Notes from Exploiting the Feedback Loop #xosummit
On Wednesday I chaired a session about feedback, games and media at the Crossover Summit at Sheffield Documentary Festival (image) for the Wellcome Trust. This post has my notes and links from the session.
The idea for the session is rooted in biological processes that happen around us (and in us!) everyday. For example, the image (right) is of 6 linked insulin molecules.
These are part of a number of biological systems we have that together make up our homeostatic systems. This is a series of monitoring and control systems that measure various facets of the body (blood sugar, temperature etc) via feedback loops and trigger the body to respond to external and internal changes. So while the body is striving to keep a form of stasis (being alive!) the chemical composition of the body is in a state of constant flux.
There are similar ideas going on in how we create, consume and develop media. This biomedia approach sees the media form itself and something in flux, connected and responding to feedback loops. It sees media artefacts themselves (games, films, novels etc) as being part of (and evolving within) a complex ecosystem, a media ecology.
Professor Jon Dovey of the Digital Cultures Research Centre shared his view of this idea, that these feedback loops are nothing new (they are called ‘ratings’) but that it is the speed and granularity of the data that has changed. At the recent iDocs event, they looked at 18 Days in Egypt, an interactive documentary that pulls in feeds from around the world. Indeed so interlinked was this to the data that as part of the project, a software system called GroupStream was also created to collate these rich seams of data/content. Also in these projects the producer loses a degree of control over the content as they become co-creators with what was the audience. In effect the producer becomes more of a gardener.
Kate Quilton from Channel 4 shared with us her experience of exploiting the feedback loop in multi-platform work on TV. The recent Foxes Live was a mash-up form of TV show, science experiment and co-creation.

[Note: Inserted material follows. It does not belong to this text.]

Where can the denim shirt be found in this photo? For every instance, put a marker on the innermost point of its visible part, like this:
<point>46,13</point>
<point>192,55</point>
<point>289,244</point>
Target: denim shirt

Kate talked about how the show pushed a number of boundaries of data-feeds; live GPS tracking of foxes, massive use of audience as data-gatherers for the science experiments and a wide ranging use of online mapping technologies meant that it had the biggest online footprint since the Big Brother eviction.
Wired carried a story that in 1747 the surgeon James Lind, on-board the ship HMS Salisbury, carried out the first ever conscious split A/B test to see if they could tackle the scurvy problem on-board. In this method you take a section of the overall population. Give one group (group A) a certain set condition and the other (group B) a different condition. You then see which works out best and apply that feedback to the whole population. On the HMS Salisbury the population is the crew. The surgeon selected one group of 6 men (group A) to have one sort of diet and the other (group B) to have another food selection. The group whose health improved most was the feedback loop resulting in that diet being applied to the whole crew.
I then talked about how games are using this approach and really running with it. A good example of this in action is Wooga, a German company who produce the game Diamond Dash. Daily the developers look at 128 data points showing how users interacted with the game. These points are fedback into meetings and discussions that result in Split A/B tests to look at changes in the game. From these results, weekly changes are made to the game. As such the games stasis (player retention and monetisation – or as I like to call it ‘fun’) is maintained by the continual ongoing tweaking of the game’s internal chemistry.
We talked about using things like YouTube’s data analytics of not just the number of views, but how much of the film they saw, when people stopped watching etc to build either online A/B tests for video and/or iterating a film repeatedly based on user feedback loops.
I also talked a little about the wider evolutionary model of what is going on here (the subject of my PhD work). In this I model a version of evolution that I believe is happening in software development. One where the individual is not each copy of the software, but each iteration/version. The environment in which these individuals live/die is one made up of us and our cultures.